The Writing Retreat(87)
“She’s gone, K.” Taylor said the words almost tenderly. “Look.”
Zoe’s glassy, unseeing eyes were rolled up at the ceiling.
“Come on.” Now Taylor’s voice sounded ragged, almost pleading. “You have to listen to me. I don’t want to shoot you. Go back inside.”
“Okay.” Keira closed Zoe’s eyes, leaving two bloody dots on her eyelids. “Okay.” She stood and stumbled back through the doorway. Wren and I silently followed. The sound of the gun going off still echoed in my ears, clouding out everything else, keeping it at bay.
“You stupid fools,” Yana hissed, banging the door shut. Her perfect ponytail was mussed; a chunk of blond hair hung in her eyes.
“It’s not my fault.” Taylor watched us, solemn. “This is on you guys.” Sighing, she stuck the gun into her waistband. She bent over Zoe’s body and grabbed her underneath her arms. With a grunt, she dragged her towards the doorway to the basement. Yana picked up the handcuffs and stared at the blood.
“What a mess,” she muttered.
Chapter 33
Keira poured water over Wren’s wounds and pressed a piece of fabric from a pillowcase against them to stop the bleeding. Wren then pulled our mattress towards the far end of the cell and lay down, sobbing.
To my shock, Keira returned to her computer. She settled, picked it up, and started typing.
I sat next to her. Her fingers left maroon imprints against the keyboard.
“You’d better keep going.” Keira’s low words startled me. She paused and looked over. Her eyes were bright but slightly unfocused.
“But how…” She must be in shock right now. Was I also? I felt like a bag of wet concrete. I couldn’t think, I couldn’t feel. There was only one thing I knew, and the implications were darker than Roza, this dungeon, anything we’d faced.
“It’s my fault.” I pressed my face into my hands, and stars danced across the inside of my eyelids. “I hesitated. I didn’t know if… I wasn’t sure… and now she’s…” I couldn’t finish the sentence.
Maybe someone more delusional than I could’ve decided that her death, too, was an especially realistic part of the game.
But I’d seen her lifeless eyes. I knew she was gone.
“Well.” Keira sucked in her breath. “I don’t know, Alex. I don’t know what to tell you and I don’t have the energy to try to make you feel better. Because…” Her eyes filled with fresh tears.
“I know. You don’t have to.” I wanted to thank her, strangely, for her honesty.

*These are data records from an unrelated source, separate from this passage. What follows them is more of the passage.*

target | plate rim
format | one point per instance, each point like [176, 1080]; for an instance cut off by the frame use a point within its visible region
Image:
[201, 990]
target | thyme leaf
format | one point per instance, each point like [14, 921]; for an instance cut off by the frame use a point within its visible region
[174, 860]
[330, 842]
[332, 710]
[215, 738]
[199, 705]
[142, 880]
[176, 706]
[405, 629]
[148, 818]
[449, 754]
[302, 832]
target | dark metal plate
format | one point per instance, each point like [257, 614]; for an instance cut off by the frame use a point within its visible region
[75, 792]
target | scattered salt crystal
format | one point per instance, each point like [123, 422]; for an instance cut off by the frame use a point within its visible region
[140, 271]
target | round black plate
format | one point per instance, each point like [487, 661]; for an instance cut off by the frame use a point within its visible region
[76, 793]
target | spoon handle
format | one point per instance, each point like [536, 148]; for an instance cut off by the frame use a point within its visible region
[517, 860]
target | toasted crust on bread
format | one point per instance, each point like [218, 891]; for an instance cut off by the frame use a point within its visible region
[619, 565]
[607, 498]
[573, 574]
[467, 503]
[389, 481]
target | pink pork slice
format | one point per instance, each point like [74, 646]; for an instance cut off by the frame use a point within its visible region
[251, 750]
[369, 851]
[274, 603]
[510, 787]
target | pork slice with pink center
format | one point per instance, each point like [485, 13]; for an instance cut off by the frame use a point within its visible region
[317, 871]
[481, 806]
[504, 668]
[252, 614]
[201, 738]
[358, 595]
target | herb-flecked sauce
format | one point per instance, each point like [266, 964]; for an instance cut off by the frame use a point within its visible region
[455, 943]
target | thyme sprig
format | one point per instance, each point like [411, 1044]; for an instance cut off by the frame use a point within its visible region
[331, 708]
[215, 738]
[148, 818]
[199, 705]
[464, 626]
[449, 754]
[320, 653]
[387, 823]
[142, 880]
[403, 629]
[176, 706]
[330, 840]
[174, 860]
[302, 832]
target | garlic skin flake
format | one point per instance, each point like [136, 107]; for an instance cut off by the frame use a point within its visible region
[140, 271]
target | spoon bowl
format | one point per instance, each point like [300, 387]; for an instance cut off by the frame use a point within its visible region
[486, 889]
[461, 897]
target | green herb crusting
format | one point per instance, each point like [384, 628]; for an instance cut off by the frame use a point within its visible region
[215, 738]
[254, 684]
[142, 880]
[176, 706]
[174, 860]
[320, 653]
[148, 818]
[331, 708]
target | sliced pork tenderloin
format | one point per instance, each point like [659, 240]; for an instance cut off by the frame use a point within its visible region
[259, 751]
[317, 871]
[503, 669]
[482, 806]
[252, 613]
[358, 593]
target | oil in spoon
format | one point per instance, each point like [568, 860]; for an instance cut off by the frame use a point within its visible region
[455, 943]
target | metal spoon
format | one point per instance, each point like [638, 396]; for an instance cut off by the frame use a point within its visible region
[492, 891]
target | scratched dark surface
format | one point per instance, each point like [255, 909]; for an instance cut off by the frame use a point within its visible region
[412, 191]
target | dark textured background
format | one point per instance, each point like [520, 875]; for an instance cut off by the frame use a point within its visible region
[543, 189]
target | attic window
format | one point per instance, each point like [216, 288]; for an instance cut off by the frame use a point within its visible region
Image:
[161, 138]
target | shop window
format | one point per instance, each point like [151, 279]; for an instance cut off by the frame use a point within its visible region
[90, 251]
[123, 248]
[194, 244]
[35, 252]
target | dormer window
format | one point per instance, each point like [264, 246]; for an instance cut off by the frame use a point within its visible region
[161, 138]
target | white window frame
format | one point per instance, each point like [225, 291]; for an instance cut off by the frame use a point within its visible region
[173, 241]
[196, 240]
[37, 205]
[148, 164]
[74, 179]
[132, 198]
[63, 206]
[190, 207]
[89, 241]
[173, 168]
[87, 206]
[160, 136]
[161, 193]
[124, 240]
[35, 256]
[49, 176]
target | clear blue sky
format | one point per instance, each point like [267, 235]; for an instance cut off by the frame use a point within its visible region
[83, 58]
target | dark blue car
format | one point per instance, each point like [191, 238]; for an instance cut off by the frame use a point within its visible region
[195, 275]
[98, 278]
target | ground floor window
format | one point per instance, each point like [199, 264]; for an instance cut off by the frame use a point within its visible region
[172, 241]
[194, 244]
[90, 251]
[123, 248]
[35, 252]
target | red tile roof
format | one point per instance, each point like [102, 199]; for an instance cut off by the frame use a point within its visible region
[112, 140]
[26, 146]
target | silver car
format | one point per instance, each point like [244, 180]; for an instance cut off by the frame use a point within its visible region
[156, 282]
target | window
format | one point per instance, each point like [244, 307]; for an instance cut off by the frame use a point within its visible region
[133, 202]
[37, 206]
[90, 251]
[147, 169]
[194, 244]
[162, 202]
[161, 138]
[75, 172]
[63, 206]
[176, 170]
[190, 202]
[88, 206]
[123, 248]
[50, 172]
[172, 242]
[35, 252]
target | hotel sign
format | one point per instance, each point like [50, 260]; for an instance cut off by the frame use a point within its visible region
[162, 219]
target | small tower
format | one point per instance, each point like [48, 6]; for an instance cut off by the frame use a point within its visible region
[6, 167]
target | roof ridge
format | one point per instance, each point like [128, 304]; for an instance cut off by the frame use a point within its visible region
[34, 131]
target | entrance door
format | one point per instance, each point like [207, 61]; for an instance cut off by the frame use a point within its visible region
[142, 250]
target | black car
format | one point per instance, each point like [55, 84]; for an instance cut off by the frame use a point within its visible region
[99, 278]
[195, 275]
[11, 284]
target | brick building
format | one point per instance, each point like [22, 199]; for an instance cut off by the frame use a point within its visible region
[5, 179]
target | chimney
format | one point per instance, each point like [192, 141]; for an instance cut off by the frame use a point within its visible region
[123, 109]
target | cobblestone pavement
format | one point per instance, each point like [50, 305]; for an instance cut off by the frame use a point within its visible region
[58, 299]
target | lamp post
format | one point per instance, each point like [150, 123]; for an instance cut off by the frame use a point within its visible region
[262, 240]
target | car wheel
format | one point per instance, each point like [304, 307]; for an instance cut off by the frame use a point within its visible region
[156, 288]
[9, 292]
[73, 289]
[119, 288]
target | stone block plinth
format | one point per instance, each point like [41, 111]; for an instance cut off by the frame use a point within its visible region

We both sat there for a minute, staring at the large red stain.
“They’re never going to let us go,” I said. “There’s no point in writing.”
“We need time.” Keira wiped at her face. “And Roza needs a story. She’s going to keep us alive until we finish. We have to use the time to figure out how to escape.”
“But how?”
“I don’t know.” Keira shook her head. “Fuck. I knew something was wrong. I knew it. I should’ve left. But I couldn’t. I thought this was my only chance.”
“Your only chance?” I echoed.
“To get fucking published.”
“But you’re such a great writer.”
“You think that matters?” She stared at me in disbelief. “You want to know how many books I’ve written? How many agents and editors have told me I’m so incredibly talented, but they’re not quite the ‘right person’ for me? Or that I feel too ‘niche,’ or that my audience won’t be ‘wide’ enough?”
“I’m sorry.”
“Fuck.” She moaned and dropped her head in her hands. “This is such a nightmare. This is…” She leaned forward, curling over her computer. I rubbed her back, my brain empty and floating. Beyond the bars, the dark stain looked like a comet, its tail whooshing through space.
* * *
The following day we were fed as usual, even though Wren and I hadn’t finished our pages the day before. Yana brought us coffee, then a few hours later, sandwiches.
“You didn’t make the word count.” Yana stood at the bars, peering down at me with a questioning look. “And she didn’t write at all?” Wren was still prone in the corner. I didn’t know if she was sleeping or awake.
Sometime in the night, Yana must’ve come down and tried to clean up the blood. This morning it had been a big amorphous dark blob. Keira had typed all morning, though she’d been pausing for long periods of time. I was attempting, but it felt like the day before: like straining to get even a sentence on the page.
“I’m trying.” I still felt empty, robotic. “It’s hard. I’m sorry.”
Yana glanced back at Keira and Wren, then left without another word.
At dinnertime Yana and Taylor both slipped through the doorway.
“Al.” Taylor gestured to me, subdued. “Roza wants to talk to you.”
“What?” I squinted at her. Despite her solemnity, she was wearing her LET ME LIVE sweatshirt. Was that on purpose? It couldn’t be. Could it?
“Up.” Taylor pulled the gun from her jeans. I scrambled back away from the bars.